Il 9 maggio, papa Leone XIII aveva già chiesto a tutti i dirigenti, membri e segretari della Curia di rimanere temporaneamente al loro posto fino a nuovo avviso, il che significa che un numero considerevole di cardinali è già membro del dicastero. Tuttavia i nomi contengono sempre un significato e possono evidenziare le preferenze individuate dal Pontefice regnante per particolari uffici romani.

 

Pizzaballa è considerato un membro conservatore del Collegio cardinalizio, così come Marengo, mentre altri nominati oggi dal Papa si allineerebbero maggiormente con i settori liberali o «moderati» su diverse questioni.

 

Il cardinale Roche è già noto e in vista per la sua opposizione alla messa tradizionale.

 

Spengler e Romero hanno guadagnato meno notorietà nel mondo anglofono. Romero è stato elevato all’episcopato da papa Francesco nel 2018, è stato nominato cardinale nel 2019 e ha partecipato di recente al Sinodo sulla sinodalità.

 

Dopo la Fiducia Supplicans e il clamore suscitato dalla benedizione delle coppie omosessuali, Romero si è discostato dal rifiuto del documento in tutta l’Africa, guidato dal cardinale Fridolin Ambongo.

 

Il documento sulle benedizioni alle coppie gay divenne un fatto traumatico per la chiesa mondiale, con molti teologi e prelati che chiedono a papa Leone di rilasciare un chiarimento formale del testo.

 

Anche il cardinale Spengler ha difeso Fiducia Supplicans. In un’intervista del 2023 , ha commentato che la Chiesa «non può negare» le benedizioni alle coppie dello stesso sesso, aggiungendo che la Chiesa deve «soddisfare ogni bisogno autenticamente umano».

 

 

Ancora più singolare, scrive sempre il corrispondente di LSN, è il fatto che Spengler sia stato associato al controverso «rito amazzonico» della liturgia.
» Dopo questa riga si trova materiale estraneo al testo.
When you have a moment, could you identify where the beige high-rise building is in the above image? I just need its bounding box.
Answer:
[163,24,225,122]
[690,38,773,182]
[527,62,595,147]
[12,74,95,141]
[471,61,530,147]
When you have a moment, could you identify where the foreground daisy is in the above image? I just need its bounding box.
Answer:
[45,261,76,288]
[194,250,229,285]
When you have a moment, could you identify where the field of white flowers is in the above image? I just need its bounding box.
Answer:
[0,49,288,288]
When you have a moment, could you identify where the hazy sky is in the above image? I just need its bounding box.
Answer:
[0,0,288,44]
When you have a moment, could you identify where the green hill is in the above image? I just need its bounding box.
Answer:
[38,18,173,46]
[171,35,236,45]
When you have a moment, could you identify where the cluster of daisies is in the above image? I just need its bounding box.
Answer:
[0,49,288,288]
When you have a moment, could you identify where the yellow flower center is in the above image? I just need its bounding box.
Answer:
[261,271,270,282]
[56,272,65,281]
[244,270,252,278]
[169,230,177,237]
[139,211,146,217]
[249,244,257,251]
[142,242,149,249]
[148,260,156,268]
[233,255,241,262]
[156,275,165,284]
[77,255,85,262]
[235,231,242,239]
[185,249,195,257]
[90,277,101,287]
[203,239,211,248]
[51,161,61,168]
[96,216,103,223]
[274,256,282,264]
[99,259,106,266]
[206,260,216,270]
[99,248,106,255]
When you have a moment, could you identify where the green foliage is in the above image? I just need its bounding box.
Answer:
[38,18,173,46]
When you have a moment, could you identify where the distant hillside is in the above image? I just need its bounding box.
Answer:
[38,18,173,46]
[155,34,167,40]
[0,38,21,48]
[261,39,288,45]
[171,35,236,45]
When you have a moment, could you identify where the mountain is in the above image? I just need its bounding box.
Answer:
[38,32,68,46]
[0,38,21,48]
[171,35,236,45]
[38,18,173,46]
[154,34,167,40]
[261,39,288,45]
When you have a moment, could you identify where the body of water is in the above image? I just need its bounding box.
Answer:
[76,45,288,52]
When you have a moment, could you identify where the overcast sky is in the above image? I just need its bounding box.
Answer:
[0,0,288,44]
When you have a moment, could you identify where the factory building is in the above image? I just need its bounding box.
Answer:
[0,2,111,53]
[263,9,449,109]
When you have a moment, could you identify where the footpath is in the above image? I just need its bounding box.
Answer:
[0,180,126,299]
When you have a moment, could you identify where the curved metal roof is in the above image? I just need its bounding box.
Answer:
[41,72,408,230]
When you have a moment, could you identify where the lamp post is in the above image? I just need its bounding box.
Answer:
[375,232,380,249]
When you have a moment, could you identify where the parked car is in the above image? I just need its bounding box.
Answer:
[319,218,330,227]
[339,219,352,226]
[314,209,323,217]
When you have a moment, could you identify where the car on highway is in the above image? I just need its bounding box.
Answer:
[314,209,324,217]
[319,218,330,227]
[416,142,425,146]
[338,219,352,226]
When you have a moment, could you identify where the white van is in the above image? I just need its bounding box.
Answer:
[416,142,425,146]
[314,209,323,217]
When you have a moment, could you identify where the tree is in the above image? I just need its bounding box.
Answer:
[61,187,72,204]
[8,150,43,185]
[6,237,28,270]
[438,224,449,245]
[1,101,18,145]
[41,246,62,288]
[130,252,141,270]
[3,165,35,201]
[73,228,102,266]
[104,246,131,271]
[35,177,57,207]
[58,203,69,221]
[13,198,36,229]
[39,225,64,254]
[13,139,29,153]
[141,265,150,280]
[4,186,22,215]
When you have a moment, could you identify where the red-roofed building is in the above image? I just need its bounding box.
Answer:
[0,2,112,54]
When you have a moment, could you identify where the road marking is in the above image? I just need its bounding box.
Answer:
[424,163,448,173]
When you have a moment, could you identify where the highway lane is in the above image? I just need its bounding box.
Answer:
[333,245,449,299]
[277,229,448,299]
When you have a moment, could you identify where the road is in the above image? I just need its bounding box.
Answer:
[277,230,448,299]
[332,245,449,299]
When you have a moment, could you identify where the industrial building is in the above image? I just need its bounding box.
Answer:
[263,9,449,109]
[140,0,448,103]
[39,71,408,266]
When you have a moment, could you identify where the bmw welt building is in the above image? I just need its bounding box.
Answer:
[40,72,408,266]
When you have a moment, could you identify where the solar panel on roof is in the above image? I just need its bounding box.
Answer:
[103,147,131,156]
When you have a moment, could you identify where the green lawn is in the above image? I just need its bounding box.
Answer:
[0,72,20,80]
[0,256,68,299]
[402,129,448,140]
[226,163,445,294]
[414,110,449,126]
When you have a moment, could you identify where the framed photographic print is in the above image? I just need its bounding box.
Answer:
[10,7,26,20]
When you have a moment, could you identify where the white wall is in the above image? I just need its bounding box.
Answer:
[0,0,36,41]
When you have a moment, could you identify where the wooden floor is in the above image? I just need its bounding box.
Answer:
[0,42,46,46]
Creato cardinale a dicembre, Spengler ha dichiarato allo stesso LifeSiteNews in ottobre che diaconi e sacerdoti sposati potrebbero essere di aiuto per le regioni con pochi sacerdoti, aggiungendo che il rito amazzonico e l’inculturazione indigena della liturgia sono in atto in Brasile, affermando che i vescovi amazzonici locali stavano «parlando della possibilità di un rito specifico per la regione amazzonica: questo è un dato di fatto».

 

Tuttavia, lo Spengler ha anche cercato di ricollegarsi alla Chiesa universale, osservando che «d’altra parte c’è anche qualcosa che dice la seguente indicazione: oggi nella Chiesa latina abbiamo il rito romano e il rito romano deve essere inculturato nelle diverse realtà».

 

Parlando con la testata cattolica americana The Pillar a dicembre 2024, durante il concistoro, il cardinale Spengler aveva poi minimizzato l’idea di un rito amazzonico o di diaconi donne e clero sposato. Tali questioni, ha detto, «richiedono ulteriori approfondimenti».

 

Per lungo tempo, il DICLSAL è passato inosservato, fatta eccezione per coloro che desideravano rimanere aggiornati sugli affari vaticani. Ma sotto Papa Francesco, ha acquisito sempre maggiore importanza, soprattutto grazie al documento Cor Orans e Vultum Dei Quaerere, che ha introdotto un più stretto controllo vaticano sulla vita religiosa ed è stato ampiamente – sebbene spesso silenziosamente – utilizzato contro conventi e ordini religiosi noti per essere troppo tradizionalisti per i gusti delle autorità romane.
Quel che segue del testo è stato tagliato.